Here is a simple homemade tahini recipe:
Basic Tahini Recipe
- 1 garlic clove, minced or pressed
- 2 tablespoons lemon juice
- 1/4 cup tahini
- 1/4 cup water
- Salt, to taste
Combine the garlic and lemon juice in a small bowl or blender. (A mini blender works great for this.)
Add the tahini, and whisk or blend. The tahini will thicken (since you’re essentially mixing oil and water).
Stream in the water one tablespoon at a time as you continue to whisk or blend. The mixture will transform from tan and grainy to off-white and smooth. Season to taste with salt, starting with 1/8 teaspoon.
Yield: heaping 1/2 cup
If you’re going to use it immediately, this should yield a thick yet pourable sauce or dip. It will thicken upon refrigeration and will either need to warm up or have more water added to thin it out again.
If you prefer a thinner dressing, add up to another 1/4 cup, one tablespoon at a time. If it gets too thin, simply add one tablespoon of tahini.
When you make a tahini recipe on your own, you can control the amount and type of oil or add different flavors.
“Some people flavor tahini with honey or cocoa,” says Paravantes.
Whether you use hulled or unhulled sesame seeds is a personal preference, she adds.
Hulled sesame seeds are lighter in color and will produce a smoother texture, like tahini you get at the grocery store.
The hulls will add a little extra fiber.
What Is Tahini Used For?
“Tahini can be used in a number of different types of dishes — both savory and sweet,” says Young.
You can use tahini to add nutty flavor and creamy texture to dips like hummus, sauces, baked goods, and sweets, or use it like any other nut or seed butter.
Here are some tasty ways to use tahini:
As a nut butter swap:
Spread tahini on toast as you would peanut or almond butter. Tahini’s subtly bitter flavor pairs well with jam and honey.
Or take the savory route by sprinkling on salt, pepper, and smoked paprika or za’atar, a Middle Eastern seasoning blend often made with oregano, thyme, and sesame seeds, among other herbs and spices.
In salad dressings:
Use your homemade tahini as the foundation for salad dressing.
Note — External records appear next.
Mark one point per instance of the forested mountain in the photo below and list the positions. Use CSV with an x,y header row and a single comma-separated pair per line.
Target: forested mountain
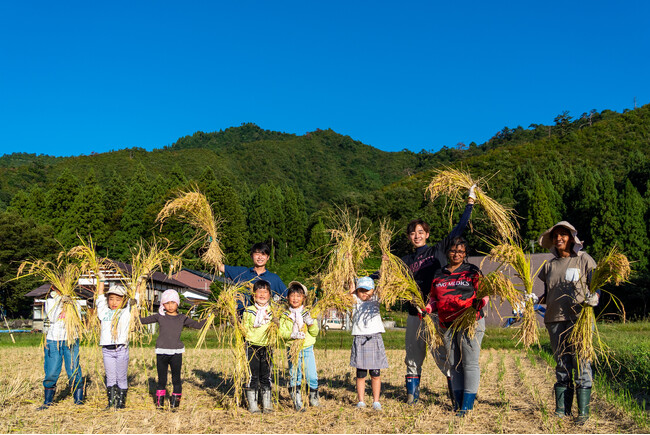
x,y
276,187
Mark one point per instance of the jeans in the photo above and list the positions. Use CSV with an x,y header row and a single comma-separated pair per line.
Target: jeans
x,y
57,352
306,357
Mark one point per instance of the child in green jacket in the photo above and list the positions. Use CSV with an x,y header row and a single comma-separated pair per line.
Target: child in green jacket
x,y
297,324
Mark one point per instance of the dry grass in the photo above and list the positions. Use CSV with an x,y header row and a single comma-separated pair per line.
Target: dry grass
x,y
192,207
504,404
454,184
585,339
511,254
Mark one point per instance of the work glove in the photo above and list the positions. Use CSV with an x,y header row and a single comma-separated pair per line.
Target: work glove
x,y
591,299
306,317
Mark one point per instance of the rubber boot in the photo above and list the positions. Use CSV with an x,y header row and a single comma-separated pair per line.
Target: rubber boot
x,y
160,398
267,403
49,398
120,398
175,401
584,397
251,396
467,404
412,389
78,396
110,393
296,398
313,397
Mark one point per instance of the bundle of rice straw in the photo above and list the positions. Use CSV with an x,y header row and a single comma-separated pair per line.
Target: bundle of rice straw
x,y
513,255
454,184
494,284
192,207
146,258
614,268
64,276
350,247
396,283
223,311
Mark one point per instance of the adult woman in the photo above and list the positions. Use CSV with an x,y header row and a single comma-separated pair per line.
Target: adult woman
x,y
453,290
566,287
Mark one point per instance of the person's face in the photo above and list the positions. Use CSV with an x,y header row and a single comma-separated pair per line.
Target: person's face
x,y
561,239
363,294
296,299
418,237
114,301
171,307
262,296
259,259
457,254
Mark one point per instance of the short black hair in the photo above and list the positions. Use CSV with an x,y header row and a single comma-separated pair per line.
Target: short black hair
x,y
261,283
260,247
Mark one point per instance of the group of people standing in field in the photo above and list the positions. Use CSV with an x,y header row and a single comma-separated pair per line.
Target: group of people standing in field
x,y
444,277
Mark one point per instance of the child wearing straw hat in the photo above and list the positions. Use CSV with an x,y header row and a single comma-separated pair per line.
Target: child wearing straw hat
x,y
566,285
297,326
257,321
115,318
169,347
368,352
57,352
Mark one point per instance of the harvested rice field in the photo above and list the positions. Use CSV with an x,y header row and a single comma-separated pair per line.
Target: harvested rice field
x,y
515,397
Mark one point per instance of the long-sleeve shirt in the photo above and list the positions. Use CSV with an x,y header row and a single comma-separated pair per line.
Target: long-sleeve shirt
x,y
169,337
427,260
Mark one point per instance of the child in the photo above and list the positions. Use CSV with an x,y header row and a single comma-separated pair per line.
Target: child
x,y
256,320
368,353
291,327
169,347
57,351
114,340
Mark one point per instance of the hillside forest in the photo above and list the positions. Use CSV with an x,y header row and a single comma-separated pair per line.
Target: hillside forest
x,y
592,170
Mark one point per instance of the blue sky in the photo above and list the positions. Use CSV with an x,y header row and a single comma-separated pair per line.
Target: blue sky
x,y
78,77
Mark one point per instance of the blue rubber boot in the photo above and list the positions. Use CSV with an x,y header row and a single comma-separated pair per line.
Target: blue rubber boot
x,y
467,404
412,389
It’s delightful as is — especially with olives, tomatoes, cucumbers, and red onions — or stir in chopped fresh herbs or plenty of freshly cracked black pepper.
For a dairy-free ranch, you can mix in 1/2 teaspoon onion powder, 1/4 cup chopped fresh parsley, 2 tablespoons snipped chives, and 1 tablespoon white or apple cider vinegar.
For a twist on classic balsamic vinaigrette, use tahini in place of olive oil, and thin it with water as needed.
Tahini also pairs well with salty ingredients like capers and Kalamata olives.
In desserts like fudge and frosting:
Tahini is mixed with simple syrup to form halvah, a traditional Middle Eastern candy that’s akin to fudge.
For a simpler, single-serve version, mix a tablespoon of tahini with 2-3 drops of vanilla extract and enough powdered sugar to create a thick “dough.” Refrigerate this special occasion treat until firm.
You can use tahini in place of butter in the frosting, too. It pairs best with rich chocolate and spicy cakes like carrot.
In “cream” sauces:
Your Basic Tahini Sauce can stand in for cream sauces, blended with the herbs of your choice. Parsley is a favorite, but cilantro and basil would also be tasty.
For a lower-carb meal, toss with sautéed zucchini noodles or drizzle on cauliflower rice. Just add your protein of choice.
In savory sauces:
Beyond being the star ingredient in sauces, tahini can play back up, as it does in this Barbecue-Flavored Tahini Sauce. You’ll want to slather it on every protein imaginable, along with grilled vegetables and baked sweet potatoes.
Try mixing white miso with ginger, garlic, and tahini thinned with equal parts water or rice vinegar for a rich sauce that can accompany Asian-inspired meals.
In quick breads and muffins:
Tahini’s affinity for sweet and savory means it can be used in all kinds of baked goods. Try it in a savory multi-grain quick bread or in banana bread.
Or mix tahini with cinnamon and sugar, then use it in place of butter to fill your favorite cinnamon rolls.
As a dip:
Stir caramelized onions into Basic Tahini Sauce, then drizzle with balsamic vinegar for a dressed-up yet easy dip.
Or mix in shredded radishes and cucumbers plus finely diced red onion and tomatoes for a veggie-laden dip.